Daddy's Long-lost Little Girl., chapter 1

"Prototypical non-conformist, You are a vacuous soldier of the thrift store Gestapo. You adhere to a set of standards and tastes that appear to be determined by an unseen panel of hipster judges!"

As I walked to my bus stop, shivering, I listened to the newest song I had discovered and fallen in love with. I let loose with a wide smile, laugh and a screaming-along with the lyrics, because in this early morning chill no one dared to come out until absolutely necessary.

I was just the opposite, totally in love with the coldness and snow and burning breath that entered and exited my lungs. I spun around in the hidden alley, my heavy messenger bag and purse sending me in a wobbling gyroscope spin, and I stumbled, still laughing as I peeled my blonde hair off of my slick, lipglossed lips. I straightened my high-collared trench coat and re-adjusted my glasses, stepping quickly. I always took the bus to school at six in the morning, mostly because I finally, FINALLY had a few hours to myself.

I needed those few hours of silence and cold and my own thoughts. It was a basic human essential for me. My family is small, with my mother and my father and youngest brother, but it was frustating to me for them to be so loud and so IN MY FACE ALL THE TIME. So I woke up early, had a showers, ate breakfast, dressed and left, usually before anyone else even had a thought of waking up. And I took the bus to school, the city bus.

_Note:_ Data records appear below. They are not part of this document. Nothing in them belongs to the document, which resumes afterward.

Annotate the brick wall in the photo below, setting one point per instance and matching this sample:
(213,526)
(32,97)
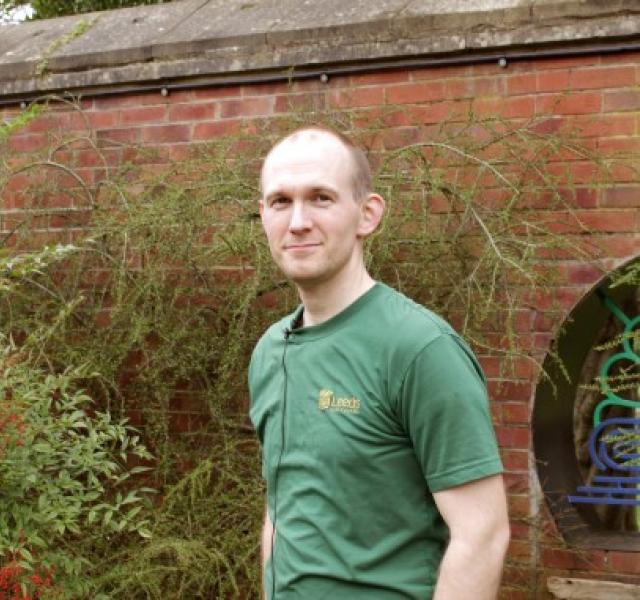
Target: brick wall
(598,96)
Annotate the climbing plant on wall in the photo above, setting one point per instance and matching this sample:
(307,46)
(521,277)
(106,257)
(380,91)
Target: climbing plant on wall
(170,284)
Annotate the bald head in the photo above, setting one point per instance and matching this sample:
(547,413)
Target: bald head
(359,169)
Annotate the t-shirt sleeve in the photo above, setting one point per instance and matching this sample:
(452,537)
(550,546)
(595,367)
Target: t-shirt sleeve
(444,408)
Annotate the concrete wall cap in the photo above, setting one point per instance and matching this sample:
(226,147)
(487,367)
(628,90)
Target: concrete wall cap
(213,38)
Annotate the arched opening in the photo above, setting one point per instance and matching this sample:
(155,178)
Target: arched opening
(586,420)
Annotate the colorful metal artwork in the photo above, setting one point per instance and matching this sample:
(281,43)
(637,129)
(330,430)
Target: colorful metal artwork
(614,443)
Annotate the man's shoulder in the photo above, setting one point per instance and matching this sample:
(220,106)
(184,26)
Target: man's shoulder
(275,333)
(405,319)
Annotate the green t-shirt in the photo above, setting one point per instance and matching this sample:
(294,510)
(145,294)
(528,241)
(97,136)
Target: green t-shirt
(361,419)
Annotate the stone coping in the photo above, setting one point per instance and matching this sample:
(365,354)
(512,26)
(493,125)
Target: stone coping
(213,39)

Usually, in a largeish city like Calgary, Alberta, where I lived it's a bad idea to take such a bus at night, but the way I figure it, all the creeps and jerks: A) can't wake up that early and B) seriously wouldn't even try to do anything to me. So as I walked in my bright yellow converses in the misty morning, snow falling slowly to the frozen ground and onto my shoulders, head and eyelashes, I listened to my unbelievably loud CD, grinning in my happy loneliness.

As I wait at the small side-street stop, the song ends and continues to an older song, I shake my head and body occaisionally to be rid of the tiny flakes and tap my numb feet on the unfeeling concrete, bumping my head to the thumping bass of a slightly obsure indie band. The bus finally roars to an impatient stop in front of me, and I shove the $1.40 student fee bus fare into the box, I fall into the farthest possible seat from the front. Unusually, the huge bus isn't empty this morning.

Two seats ahead and one to the left of the aisle from me, sits a an absolutely immaculate young woman, about sixteen, with thick brown hair, glossy red lips and caramel coloured eyes. It took me a second, but upon her knee bounces her tiny two year old daughter, with a black mass of curls, coffee coloured skin and blue eyes. She'll grow to be a lovely girl, just like her mother.

I turn up my music, pull the rope for the school stop and exit, shocked by the sudden icyness of the wind on my skin again, but soon it's gone. Just me and my music again. The way it's supposed to be.

I stretch, and enter the barely-unlocked school, heading down the hallways that echo my own breathing, let alone my footsteps, find my locker and put away all my stuff but the things I'll need for my first class and my CD player. I sigh, and go into the room. It smells vaugely of sawdust and that industrial strength turpentine cleaner that this cheapskate school uses, and I place my things onto the desk beside mine, looking out the window, yearning for the coldness again. I'm funny like that.

When I'm outside, I'll want nothing more than to be inside. Though once I finally have walls surrounding me, my greatest desire will to be outside. I usually feel like that, like something's missing from my life and I'm constantly wanting something. But I never know what it is, so I just shrug, walk, want and listen to my music too loud.

Mister Cuff, my English teacher, finally comes into the classroom, and just as always gives me a look of pure disgust. But it's not me he loathes. I'm one of his pet students, but only because my marks are so high in the class, and it comes so easily. It's my music he hates. That and the volume.
"Roxanne Thalmer! Turn that noise down at once."

I roll my eyes, but turn off the CD. Fun's over. "And take your feet off that chair." I remove my snow-soaked converses from the seat ahead of me, and for once Mr. Cuff smiles to himself, shaking his head. He's actually quite handsome, Mr. Cuff. He has curly blonde hair, grey-blue eyes, tall and thin. I stand and stretch again, Catching sight of my form in the mirror that Mr. Cuff keeps on the south wall. My long, wavy blonde hair, my long, lean body with a black turtleneck and blue jeans, and of course, my tawny eyes.

They're the colour of cat's eyes, yellow-green and quite becoming to me, I think. After a while of silence, the rest of the class pours in, and Mr. Cuff starts lecturing on Shakespeare.